Johann Moritz um 1668 (von Jan de Baen)

Moritz diente der Republik der Vereinigten Niederlande als Offizier, zuletzt als Feldmarschall, ab 1636 bis 1644 als Generalgouverneur der Besitzungen der Niederländischen Westindien-Kompanie in Niederländisch-Brasilien sowie als Gouverneur von Wesel und Utrecht.

Dem brandenburgischen Kurfürsten Friedrich Wilhelm diente er ab 1649 als Statthalter im Herzogtum Kleve und der Grafschaft Mark, ab 1658 auch im Fürstentum Minden. 1652 wurde er außerdem Herrenmeister des Johanniterordens. Auch als Bauherr erlangte er Bedeutung.
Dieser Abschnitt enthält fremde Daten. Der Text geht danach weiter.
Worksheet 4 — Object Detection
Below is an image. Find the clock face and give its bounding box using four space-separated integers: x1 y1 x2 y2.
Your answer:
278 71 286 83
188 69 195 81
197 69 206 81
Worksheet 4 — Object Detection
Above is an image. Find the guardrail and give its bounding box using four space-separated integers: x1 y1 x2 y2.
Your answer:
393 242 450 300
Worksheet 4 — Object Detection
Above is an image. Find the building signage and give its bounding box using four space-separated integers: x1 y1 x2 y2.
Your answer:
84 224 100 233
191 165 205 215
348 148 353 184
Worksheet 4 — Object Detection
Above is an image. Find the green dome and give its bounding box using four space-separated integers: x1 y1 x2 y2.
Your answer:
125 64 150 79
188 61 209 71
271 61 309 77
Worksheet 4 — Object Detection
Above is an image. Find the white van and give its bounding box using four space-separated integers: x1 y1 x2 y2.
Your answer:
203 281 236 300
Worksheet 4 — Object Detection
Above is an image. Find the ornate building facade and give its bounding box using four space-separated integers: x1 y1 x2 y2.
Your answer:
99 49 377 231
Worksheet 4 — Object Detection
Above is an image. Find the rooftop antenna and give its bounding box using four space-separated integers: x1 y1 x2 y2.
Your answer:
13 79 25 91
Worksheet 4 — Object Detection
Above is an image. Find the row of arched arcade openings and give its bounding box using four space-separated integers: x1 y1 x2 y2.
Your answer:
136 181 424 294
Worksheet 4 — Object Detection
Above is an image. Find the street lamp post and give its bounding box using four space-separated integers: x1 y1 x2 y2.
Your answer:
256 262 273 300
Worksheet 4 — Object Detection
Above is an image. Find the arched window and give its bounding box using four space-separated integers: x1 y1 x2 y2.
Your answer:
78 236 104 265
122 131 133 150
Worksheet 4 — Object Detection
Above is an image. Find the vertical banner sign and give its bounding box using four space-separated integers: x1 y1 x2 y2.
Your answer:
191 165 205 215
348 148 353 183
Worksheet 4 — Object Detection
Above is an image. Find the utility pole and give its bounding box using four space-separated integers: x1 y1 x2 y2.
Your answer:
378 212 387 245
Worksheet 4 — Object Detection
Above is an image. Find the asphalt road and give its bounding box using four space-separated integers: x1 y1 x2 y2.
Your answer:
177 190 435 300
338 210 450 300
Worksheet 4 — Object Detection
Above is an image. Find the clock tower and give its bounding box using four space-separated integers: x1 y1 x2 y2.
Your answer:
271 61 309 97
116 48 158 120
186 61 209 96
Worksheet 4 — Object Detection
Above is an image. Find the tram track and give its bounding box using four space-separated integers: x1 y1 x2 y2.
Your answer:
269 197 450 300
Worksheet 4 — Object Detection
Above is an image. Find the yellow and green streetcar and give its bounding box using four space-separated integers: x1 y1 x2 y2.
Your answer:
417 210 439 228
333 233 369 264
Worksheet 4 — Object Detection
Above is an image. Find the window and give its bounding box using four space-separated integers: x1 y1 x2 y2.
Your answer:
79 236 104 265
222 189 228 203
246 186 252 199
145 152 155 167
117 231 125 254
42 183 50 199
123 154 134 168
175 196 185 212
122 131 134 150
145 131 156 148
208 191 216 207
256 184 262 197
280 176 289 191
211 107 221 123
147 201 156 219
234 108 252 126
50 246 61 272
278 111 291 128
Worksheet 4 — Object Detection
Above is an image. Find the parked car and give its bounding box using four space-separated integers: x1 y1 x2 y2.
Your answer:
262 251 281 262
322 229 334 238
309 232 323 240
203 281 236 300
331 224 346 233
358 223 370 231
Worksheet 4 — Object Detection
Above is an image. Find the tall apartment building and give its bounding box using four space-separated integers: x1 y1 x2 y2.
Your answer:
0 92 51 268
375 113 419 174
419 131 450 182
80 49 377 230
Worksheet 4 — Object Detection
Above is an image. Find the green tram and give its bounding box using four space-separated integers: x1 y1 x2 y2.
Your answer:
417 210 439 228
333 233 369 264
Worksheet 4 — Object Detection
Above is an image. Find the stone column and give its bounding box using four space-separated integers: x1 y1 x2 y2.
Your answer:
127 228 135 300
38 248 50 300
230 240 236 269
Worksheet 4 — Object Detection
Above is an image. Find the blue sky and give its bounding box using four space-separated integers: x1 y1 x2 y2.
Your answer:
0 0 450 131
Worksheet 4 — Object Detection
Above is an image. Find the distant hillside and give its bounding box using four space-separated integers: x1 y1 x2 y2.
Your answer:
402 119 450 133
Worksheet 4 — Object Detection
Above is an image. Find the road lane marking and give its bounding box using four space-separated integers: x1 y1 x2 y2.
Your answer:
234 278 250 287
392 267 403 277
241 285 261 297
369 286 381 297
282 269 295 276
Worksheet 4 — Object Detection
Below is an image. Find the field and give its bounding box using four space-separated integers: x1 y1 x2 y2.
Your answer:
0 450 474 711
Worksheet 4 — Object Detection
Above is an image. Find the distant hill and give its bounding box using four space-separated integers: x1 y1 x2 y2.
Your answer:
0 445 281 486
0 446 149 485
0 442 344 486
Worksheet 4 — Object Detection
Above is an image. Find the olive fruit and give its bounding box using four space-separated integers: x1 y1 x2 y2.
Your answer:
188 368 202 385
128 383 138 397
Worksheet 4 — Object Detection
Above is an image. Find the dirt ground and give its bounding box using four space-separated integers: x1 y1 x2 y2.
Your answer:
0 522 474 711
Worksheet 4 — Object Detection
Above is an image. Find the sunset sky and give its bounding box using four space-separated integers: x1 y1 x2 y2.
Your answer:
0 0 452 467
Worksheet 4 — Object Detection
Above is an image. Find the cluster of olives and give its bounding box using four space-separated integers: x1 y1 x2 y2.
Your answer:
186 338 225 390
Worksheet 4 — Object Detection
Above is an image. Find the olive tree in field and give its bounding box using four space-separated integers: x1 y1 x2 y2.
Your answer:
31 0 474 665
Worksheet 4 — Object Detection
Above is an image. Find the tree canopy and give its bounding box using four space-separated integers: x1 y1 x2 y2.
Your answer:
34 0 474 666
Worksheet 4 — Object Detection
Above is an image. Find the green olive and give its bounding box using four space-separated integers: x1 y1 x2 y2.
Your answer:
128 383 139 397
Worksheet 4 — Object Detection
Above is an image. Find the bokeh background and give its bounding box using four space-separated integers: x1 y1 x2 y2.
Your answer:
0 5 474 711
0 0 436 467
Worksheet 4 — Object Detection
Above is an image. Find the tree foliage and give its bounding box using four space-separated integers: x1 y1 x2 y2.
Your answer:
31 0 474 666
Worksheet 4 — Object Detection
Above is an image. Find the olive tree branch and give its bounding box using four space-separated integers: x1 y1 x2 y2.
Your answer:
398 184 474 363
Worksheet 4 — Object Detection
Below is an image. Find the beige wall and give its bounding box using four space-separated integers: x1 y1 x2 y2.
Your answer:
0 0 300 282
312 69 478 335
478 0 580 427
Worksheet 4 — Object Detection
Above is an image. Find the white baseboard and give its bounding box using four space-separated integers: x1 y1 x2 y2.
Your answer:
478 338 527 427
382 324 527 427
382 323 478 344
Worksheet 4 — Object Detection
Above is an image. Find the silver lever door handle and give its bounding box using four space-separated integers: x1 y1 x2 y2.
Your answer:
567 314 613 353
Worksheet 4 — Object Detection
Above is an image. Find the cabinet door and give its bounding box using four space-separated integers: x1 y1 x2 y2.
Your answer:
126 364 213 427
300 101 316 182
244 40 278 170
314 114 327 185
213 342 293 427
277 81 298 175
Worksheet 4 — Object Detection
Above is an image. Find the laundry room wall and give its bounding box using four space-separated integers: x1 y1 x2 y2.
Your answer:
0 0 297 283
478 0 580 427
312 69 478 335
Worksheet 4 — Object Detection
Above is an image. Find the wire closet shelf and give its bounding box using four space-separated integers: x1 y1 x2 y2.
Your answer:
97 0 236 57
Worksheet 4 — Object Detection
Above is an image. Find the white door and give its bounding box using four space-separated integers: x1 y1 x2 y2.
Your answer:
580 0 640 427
Geboren wurde Moritz als Sohn des Grafen Johann VII. von Nassau-Dillenburg, der von 1607 bis zu seinem Tode 1623 regierender Graf von Nassau-Siegen war. Dessen Onkel war Wilhelm von Nassau-Dillenburg, der als Wilhelm der Schweiger zum Gründer der unabhängigen Niederlande und Begründer des Hauses Oranien geworden war. Seine Mutter war Margarethe von Schleswig-Holstein-Sonderburg, eine Nichte des dänischen Königs und zweite Ehefrau des Vaters. Seinen Vornamen Moritz erhielt er nach Moritz von Oranien, dem Vetter seines Vaters. Er hatte insgesamt 24 Geschwister und Halbgeschwister, von denen viele im Kindesalter starben. Die überlebenden Brüder traten – wie er selbst – allesamt in auswärtige Militärdienste, da die Erträge der kleinen Grafschaft bescheiden waren.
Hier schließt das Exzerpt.